Teacher Unions: A Weak Voice at a Critical Moment
Equally disappointing is the response from GNAT, NAGRAT, and PRETAG. Their joint letter, though acknowledging the issue, reads more like a polite complaint than the strong, uncompromising stance the situation demands.
-There is no ultimatum.
-No clear demands.
-No timeline for resolution.
-No consequences for government failure.
At a time when teachers expected firm, fearless representation, the unions produced a document that lacks urgency, strategy, and authority. Instead of mobilizing their membership or asserting their bargaining power, they issued a letter that could be easily ignored and likely will be.
Teachers Deserve Better Representation and Better Governance
Teachers are not simply workers waiting for allowances. They are the backbone of the nation. Their welfare directly impacts classroom performance, student outcomes, and national development. When their allowances go unpaid, the entire education system suffers. It is therefore alarming that the two institutions entrusted with protecting their welfare, the CAGD and the teacher unions, have both failed them at the same time. Teachers deserve a union leadership that speaks boldly, negotiates fearlessly, and demands accountability without compromise. They deserve a CAGD capable of executing its basic responsibilities without hiding behind excuses.
The Way Forward
The government must immediately:
●Provide a full technical explanation, not a vague excuse.
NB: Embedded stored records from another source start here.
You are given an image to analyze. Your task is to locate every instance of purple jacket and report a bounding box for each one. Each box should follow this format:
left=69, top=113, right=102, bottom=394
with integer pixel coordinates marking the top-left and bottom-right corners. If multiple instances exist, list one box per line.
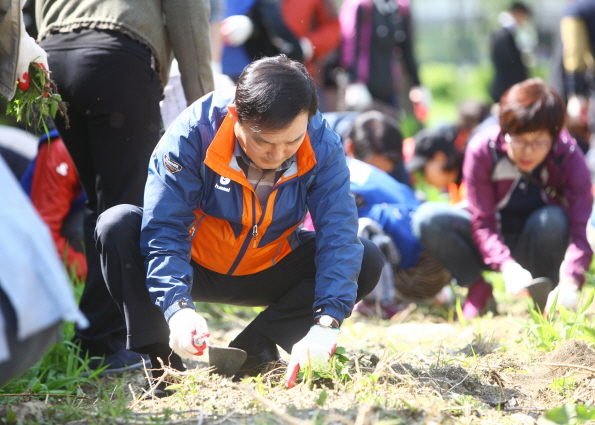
left=463, top=126, right=593, bottom=284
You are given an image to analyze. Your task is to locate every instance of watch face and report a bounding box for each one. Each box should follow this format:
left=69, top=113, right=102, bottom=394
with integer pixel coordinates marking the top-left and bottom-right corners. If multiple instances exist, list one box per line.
left=318, top=316, right=333, bottom=327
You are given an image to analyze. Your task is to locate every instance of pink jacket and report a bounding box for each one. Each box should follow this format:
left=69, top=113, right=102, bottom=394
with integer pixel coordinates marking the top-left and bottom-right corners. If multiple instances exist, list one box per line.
left=463, top=126, right=593, bottom=284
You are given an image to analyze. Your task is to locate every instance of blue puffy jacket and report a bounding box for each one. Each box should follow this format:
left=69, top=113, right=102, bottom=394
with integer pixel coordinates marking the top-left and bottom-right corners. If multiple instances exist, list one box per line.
left=141, top=89, right=363, bottom=321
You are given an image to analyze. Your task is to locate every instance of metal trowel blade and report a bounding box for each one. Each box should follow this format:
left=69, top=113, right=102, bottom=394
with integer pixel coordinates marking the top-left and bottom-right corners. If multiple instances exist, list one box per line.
left=209, top=345, right=247, bottom=377
left=527, top=277, right=554, bottom=312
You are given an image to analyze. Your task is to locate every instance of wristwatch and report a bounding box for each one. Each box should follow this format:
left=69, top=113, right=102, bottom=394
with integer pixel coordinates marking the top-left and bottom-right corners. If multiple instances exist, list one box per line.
left=314, top=314, right=341, bottom=329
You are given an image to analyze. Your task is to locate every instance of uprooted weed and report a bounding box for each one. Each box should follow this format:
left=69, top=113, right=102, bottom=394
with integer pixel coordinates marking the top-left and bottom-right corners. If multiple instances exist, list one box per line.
left=1, top=290, right=595, bottom=425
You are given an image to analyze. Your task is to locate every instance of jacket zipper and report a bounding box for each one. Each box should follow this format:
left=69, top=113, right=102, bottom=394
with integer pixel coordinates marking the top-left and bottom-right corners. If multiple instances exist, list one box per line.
left=227, top=192, right=266, bottom=274
left=227, top=171, right=304, bottom=274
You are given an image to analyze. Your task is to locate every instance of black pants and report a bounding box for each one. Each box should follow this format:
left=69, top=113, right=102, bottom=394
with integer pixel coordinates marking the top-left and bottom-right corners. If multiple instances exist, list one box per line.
left=96, top=205, right=384, bottom=352
left=41, top=30, right=160, bottom=355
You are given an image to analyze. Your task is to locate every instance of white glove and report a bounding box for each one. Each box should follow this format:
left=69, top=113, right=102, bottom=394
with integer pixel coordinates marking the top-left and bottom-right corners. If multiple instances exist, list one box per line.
left=285, top=325, right=340, bottom=388
left=300, top=37, right=314, bottom=62
left=17, top=21, right=48, bottom=91
left=545, top=282, right=578, bottom=313
left=169, top=308, right=211, bottom=359
left=502, top=262, right=533, bottom=295
left=220, top=15, right=254, bottom=46
left=566, top=94, right=589, bottom=124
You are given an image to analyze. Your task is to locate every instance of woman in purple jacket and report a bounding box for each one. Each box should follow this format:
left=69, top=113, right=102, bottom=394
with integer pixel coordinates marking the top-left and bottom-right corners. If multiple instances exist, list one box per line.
left=413, top=78, right=593, bottom=317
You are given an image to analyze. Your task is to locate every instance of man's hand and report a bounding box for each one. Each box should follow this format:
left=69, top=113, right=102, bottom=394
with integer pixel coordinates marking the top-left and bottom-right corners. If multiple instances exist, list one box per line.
left=17, top=24, right=48, bottom=91
left=544, top=279, right=579, bottom=314
left=169, top=308, right=211, bottom=359
left=285, top=325, right=340, bottom=388
left=502, top=261, right=533, bottom=295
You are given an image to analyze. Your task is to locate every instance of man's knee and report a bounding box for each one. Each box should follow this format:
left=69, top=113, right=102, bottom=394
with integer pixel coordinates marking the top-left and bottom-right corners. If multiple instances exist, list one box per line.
left=411, top=202, right=451, bottom=241
left=95, top=204, right=142, bottom=245
left=527, top=205, right=569, bottom=244
left=357, top=238, right=384, bottom=298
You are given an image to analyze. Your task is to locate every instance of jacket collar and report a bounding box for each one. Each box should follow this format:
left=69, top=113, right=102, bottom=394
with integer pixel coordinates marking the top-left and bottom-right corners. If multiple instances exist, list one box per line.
left=204, top=113, right=316, bottom=186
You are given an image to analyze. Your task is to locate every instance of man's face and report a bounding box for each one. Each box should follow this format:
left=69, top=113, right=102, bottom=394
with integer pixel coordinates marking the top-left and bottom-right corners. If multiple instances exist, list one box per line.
left=234, top=112, right=308, bottom=170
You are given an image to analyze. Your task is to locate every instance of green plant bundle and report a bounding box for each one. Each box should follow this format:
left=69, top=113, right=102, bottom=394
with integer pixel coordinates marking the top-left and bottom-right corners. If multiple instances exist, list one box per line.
left=525, top=288, right=595, bottom=351
left=6, top=63, right=69, bottom=140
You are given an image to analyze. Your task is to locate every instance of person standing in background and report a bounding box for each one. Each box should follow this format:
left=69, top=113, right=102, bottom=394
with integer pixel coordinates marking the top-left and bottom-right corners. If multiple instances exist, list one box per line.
left=0, top=0, right=87, bottom=385
left=221, top=0, right=304, bottom=81
left=490, top=2, right=531, bottom=103
left=339, top=0, right=426, bottom=119
left=560, top=0, right=595, bottom=183
left=281, top=0, right=341, bottom=111
left=36, top=0, right=213, bottom=371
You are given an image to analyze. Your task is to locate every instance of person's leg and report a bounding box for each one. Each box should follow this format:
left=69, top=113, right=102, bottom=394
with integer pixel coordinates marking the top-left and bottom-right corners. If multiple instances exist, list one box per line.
left=412, top=202, right=495, bottom=318
left=411, top=202, right=487, bottom=286
left=95, top=204, right=184, bottom=388
left=504, top=205, right=570, bottom=285
left=96, top=204, right=169, bottom=353
left=43, top=34, right=159, bottom=362
left=192, top=233, right=384, bottom=352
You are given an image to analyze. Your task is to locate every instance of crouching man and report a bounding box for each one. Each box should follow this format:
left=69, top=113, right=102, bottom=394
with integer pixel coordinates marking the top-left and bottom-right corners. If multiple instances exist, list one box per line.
left=96, top=56, right=383, bottom=395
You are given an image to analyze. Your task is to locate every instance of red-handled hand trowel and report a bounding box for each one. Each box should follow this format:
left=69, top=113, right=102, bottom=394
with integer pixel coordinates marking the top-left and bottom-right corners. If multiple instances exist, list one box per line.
left=194, top=336, right=247, bottom=378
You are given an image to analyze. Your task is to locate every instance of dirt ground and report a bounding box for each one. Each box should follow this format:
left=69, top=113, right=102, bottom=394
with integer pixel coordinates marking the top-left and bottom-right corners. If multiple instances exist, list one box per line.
left=4, top=298, right=595, bottom=425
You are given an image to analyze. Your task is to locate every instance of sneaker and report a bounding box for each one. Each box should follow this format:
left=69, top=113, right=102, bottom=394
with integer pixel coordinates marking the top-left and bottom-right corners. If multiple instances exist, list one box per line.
left=462, top=278, right=497, bottom=319
left=88, top=348, right=151, bottom=376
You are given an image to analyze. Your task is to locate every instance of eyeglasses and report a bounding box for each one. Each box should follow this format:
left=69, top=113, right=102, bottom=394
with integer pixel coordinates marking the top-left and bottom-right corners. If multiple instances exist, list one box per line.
left=504, top=134, right=552, bottom=151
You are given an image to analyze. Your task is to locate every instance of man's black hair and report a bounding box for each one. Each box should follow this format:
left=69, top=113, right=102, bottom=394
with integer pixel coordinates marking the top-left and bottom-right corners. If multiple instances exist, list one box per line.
left=235, top=55, right=318, bottom=131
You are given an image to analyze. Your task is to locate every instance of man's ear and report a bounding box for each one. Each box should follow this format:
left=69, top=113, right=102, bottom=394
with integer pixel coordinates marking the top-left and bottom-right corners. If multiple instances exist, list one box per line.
left=227, top=103, right=238, bottom=122
left=343, top=138, right=355, bottom=158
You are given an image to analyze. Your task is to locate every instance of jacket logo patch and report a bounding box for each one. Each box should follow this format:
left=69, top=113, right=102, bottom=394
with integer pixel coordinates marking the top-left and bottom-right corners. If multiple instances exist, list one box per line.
left=163, top=154, right=184, bottom=174
left=215, top=176, right=231, bottom=192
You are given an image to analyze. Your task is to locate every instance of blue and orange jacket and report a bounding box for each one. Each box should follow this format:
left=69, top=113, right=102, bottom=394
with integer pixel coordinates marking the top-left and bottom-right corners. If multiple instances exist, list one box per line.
left=141, top=89, right=363, bottom=321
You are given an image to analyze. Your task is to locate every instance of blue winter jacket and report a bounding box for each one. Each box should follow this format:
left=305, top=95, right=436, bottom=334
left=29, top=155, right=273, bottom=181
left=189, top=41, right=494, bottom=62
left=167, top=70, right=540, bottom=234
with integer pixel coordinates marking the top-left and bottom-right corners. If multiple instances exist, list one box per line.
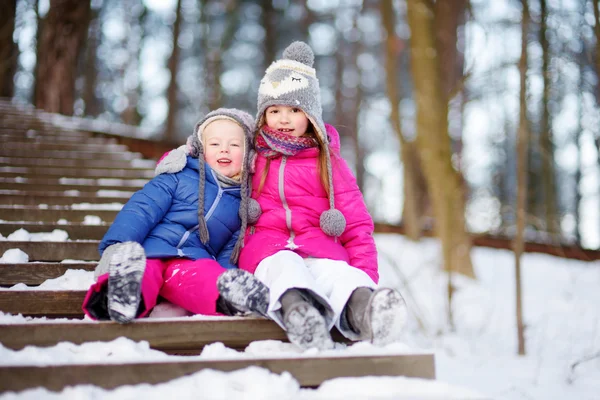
left=99, top=156, right=241, bottom=268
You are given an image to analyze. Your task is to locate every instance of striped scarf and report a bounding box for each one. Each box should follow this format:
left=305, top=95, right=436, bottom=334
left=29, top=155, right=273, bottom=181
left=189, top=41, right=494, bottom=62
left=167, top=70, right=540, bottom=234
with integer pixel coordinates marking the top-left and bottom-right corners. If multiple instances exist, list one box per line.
left=256, top=125, right=317, bottom=158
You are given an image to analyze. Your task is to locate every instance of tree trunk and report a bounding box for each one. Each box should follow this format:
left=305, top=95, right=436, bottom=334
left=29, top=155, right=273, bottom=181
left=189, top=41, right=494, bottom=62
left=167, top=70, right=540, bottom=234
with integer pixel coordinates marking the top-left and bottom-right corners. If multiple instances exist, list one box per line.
left=380, top=1, right=422, bottom=240
left=261, top=0, right=278, bottom=69
left=514, top=0, right=529, bottom=355
left=540, top=0, right=560, bottom=238
left=348, top=8, right=366, bottom=193
left=0, top=0, right=19, bottom=97
left=407, top=0, right=475, bottom=277
left=592, top=0, right=600, bottom=186
left=35, top=0, right=90, bottom=115
left=121, top=0, right=148, bottom=125
left=82, top=6, right=102, bottom=117
left=165, top=0, right=181, bottom=142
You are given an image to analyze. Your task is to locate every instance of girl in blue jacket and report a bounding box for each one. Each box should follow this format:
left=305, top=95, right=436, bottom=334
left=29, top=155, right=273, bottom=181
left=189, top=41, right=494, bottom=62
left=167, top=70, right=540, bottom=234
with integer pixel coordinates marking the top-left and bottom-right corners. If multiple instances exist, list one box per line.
left=83, top=109, right=268, bottom=323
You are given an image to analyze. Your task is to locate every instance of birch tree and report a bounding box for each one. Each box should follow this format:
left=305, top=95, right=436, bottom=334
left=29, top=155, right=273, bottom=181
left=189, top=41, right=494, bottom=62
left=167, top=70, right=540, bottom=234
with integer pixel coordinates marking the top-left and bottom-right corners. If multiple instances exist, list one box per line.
left=407, top=0, right=475, bottom=277
left=514, top=0, right=529, bottom=355
left=35, top=0, right=90, bottom=115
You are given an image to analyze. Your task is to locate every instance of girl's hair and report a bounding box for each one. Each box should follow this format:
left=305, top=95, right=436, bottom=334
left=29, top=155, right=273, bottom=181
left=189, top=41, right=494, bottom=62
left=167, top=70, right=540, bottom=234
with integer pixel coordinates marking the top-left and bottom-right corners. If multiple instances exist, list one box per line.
left=254, top=120, right=329, bottom=197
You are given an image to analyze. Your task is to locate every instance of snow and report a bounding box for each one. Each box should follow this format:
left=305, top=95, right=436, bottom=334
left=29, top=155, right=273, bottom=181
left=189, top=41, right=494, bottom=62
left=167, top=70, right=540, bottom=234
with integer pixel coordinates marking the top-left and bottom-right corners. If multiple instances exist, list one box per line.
left=0, top=233, right=600, bottom=400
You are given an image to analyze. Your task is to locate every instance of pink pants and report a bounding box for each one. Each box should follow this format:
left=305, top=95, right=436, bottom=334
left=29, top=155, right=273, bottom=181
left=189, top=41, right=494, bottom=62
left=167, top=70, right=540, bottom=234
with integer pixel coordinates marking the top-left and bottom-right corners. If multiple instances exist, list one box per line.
left=82, top=258, right=226, bottom=319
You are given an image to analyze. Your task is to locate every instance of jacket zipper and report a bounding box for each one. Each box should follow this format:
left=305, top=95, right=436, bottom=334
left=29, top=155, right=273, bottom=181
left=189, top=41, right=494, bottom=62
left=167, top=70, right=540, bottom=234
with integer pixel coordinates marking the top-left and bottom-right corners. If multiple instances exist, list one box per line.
left=278, top=156, right=298, bottom=250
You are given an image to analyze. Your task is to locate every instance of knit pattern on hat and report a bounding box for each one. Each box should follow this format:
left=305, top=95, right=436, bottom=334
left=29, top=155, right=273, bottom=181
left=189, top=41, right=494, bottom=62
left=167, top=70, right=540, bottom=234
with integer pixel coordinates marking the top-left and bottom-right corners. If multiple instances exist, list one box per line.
left=256, top=41, right=346, bottom=236
left=187, top=108, right=255, bottom=264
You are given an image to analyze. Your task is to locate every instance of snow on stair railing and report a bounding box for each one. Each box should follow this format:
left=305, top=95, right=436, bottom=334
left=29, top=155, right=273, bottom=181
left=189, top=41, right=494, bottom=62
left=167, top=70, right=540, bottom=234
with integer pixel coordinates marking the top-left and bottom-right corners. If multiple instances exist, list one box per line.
left=45, top=111, right=161, bottom=140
●Guarantee that December payments will not be affected.
●Put systems in place to prevent future payroll failures.
Likewise, teacher unions must wake up. The profession needs representation with teeth, not polite letters, but strategic action, firm deadlines, and clear consequences for governmental negligence. Ghana cannot afford an education system where those who educate the nation are consistently treated as an afterthought.